Today, like most sports, pro wrestling has evolved. WrestleMania is now a bigger draw than ever, with cities bidding for the right to host it like those dudes in “Hostel.” Every spring, Vince “Clean living” McMahon throws a White Trash Woodstock extravaganza that’s nothing short of a GWAR concert. Please know that WrestleMania is oh, much more than merely a rite of passage for the flyover states, Tea Party activists, and Girls Gone Wild litigants; indeed, it’s more like a monster-truck rally rolled into a porn convention sprinkled with an Insane Clown Posse concert.
Brock Lesnar knows this, but do you?
Famous “journalist” for “non-sports sports” (and probably National Closet-Masturbating Champion) Dave Meltzer, reports Brock “Erik the Red” Lesnar is eyeballing a return to the WWE much like he probably eyeballs a vial of Winstrol just before he takes that big injection in his bum (GET YOUR HEAD OUT OF THE GUTTER! I’m talking about ‘roids!).
Meltzer reports Lesnar could pocket $2M to take on “The Undertaker,” who is a whopping 18-0 in Wrestlemania –the greatest fake sports record after Barry Bonds and Wilt Chamberlain.
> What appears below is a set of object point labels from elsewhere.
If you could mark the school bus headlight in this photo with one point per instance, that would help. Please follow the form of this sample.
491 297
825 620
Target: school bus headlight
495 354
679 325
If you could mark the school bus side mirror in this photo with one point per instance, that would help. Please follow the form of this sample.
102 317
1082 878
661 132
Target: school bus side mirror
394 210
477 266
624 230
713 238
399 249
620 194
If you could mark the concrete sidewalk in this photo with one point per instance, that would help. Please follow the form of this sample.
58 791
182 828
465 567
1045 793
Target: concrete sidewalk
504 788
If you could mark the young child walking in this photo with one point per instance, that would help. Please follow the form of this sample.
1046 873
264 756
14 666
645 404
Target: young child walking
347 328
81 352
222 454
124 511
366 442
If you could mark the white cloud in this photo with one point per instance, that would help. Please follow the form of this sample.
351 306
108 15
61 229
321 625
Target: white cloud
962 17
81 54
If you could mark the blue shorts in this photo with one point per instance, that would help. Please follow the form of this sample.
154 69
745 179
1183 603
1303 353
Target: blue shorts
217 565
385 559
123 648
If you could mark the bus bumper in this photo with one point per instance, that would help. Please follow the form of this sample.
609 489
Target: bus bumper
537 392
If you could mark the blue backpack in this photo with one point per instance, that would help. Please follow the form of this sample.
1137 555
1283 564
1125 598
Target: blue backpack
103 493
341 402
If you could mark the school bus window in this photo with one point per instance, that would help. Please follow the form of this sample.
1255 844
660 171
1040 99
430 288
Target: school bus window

Lesnar’s star is never going to be any brighter, and apparently he wants a big check to step into the squared circle before going back to real fights (and sports).
Of course, we would be remiss if we did not mention the fact that Lesnar is somewhat infamous for his inability to stay in one place for too long, much like myself on Father’s Day or during a certain Christian holiday that demands a sustained presence with your offspring and a gift exchange. Lesnar was a big draw in the WWE from 2002-2004 but left $45M on the table so he could try out for the Los Angeles Minnesota Vikings as a defensive lineman. A motorcycle accident derailed his efforts and led to his eventual release. Subsequently, Lesnar began his MMA career in 2007.
Still, if Lesnar wants to slip back on the black trunks and boots for a quick payday against the ‘Taker, I say do it. The Rock did this several times while he was off making crappy movies and even over-the-hill athletes like Lawrence Taylor, Pete Rose, Mike Tyson, and Mr. T have stepped into the squared circle and put their lives and reputations on the line. At this point in his career, Lesnar’s situation isn’t much different.